Thanks for bringing this to our attention. I commented. I hope others will too.

Dale Miller
9 years ago

Actually, at my school religious studies is a track within the philosophy major. We’re a joint department, and we don’t have the numbers for separate majors.

Dale Miller
9 years ago

Our case is really idiosyncratic in that our religious studies majors take at least 24 hours in philosophy. Some of these will be Eastern thought courses that we call PHIL but could as easily call RELS. But most will be standard philosophy courses like Ancient, Medieval, Modern, etc. So we would call them all philosophy majors for data-collecting purposes. But our reasons don’t generalize very far, obviously.

George Rainbolt
9 years ago

Many thanks to Dr. Wallace for doing all this investigative work! I have commented on the ACS and email Mr. Finamore. In both cases I urged the separation of Philosophy, Religious Studies, and Theology. While these majors are sometimes administratively housed together in various ways, they are distinct fields of study. In the interest of accurate data, I think that they should be distinct on questionnaires.

the Onion Man
the Onion Man
8 years ago

I’m not necessarily opposed to this idea, but I would certainly interpret the push here as further evidence of academic philosophy’s problem with provincialism. What do you do with e.g. Buddhist philosophy, or (as in the article linked to here recently) classical Chinese philosophy?
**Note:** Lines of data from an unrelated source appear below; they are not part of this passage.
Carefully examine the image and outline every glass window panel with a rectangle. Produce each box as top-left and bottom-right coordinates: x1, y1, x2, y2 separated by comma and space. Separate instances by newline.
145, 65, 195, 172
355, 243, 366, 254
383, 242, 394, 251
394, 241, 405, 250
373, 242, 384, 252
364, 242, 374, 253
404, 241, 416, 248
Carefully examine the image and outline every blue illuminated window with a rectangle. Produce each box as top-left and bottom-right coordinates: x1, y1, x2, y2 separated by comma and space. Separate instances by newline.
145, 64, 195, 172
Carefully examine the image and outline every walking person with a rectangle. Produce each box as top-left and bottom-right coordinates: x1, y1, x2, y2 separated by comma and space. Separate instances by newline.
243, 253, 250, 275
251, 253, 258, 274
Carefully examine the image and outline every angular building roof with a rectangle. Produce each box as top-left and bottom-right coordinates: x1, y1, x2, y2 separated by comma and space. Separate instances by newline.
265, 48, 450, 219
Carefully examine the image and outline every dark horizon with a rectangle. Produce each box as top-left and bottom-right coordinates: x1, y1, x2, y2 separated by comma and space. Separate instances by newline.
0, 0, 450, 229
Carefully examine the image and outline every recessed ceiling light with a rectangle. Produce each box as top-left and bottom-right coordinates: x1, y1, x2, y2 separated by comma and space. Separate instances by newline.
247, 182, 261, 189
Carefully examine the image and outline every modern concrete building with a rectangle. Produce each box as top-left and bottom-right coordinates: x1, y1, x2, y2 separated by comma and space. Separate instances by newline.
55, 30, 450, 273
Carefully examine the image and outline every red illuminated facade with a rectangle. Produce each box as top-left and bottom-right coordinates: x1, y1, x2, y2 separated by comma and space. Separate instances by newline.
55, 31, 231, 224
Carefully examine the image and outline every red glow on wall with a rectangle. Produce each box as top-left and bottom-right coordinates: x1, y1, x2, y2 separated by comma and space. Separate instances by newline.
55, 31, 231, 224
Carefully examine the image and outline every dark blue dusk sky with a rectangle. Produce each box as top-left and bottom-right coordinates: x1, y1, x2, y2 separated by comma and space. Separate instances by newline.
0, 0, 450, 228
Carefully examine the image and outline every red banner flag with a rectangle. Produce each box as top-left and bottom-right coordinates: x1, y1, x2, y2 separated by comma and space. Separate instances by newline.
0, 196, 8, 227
The idea that philosophy is even in principle separable from theology is an artifact of the “Enlightenment” discourse of secularism. That doesn’t mean philosophy, theology, and religious studies are all doing the same thing, but it does mean that the division needs to be justified and explained, coherently and consistently.

Justin Kalef
Justin Kalef
Reply to  the Onion Man
8 years ago

The idea that politics is even in principle separable from monarchy and state religion is also an artifact of the Enlightenment, but there as in philosophy the reasons for making that separation should probably be clear enough.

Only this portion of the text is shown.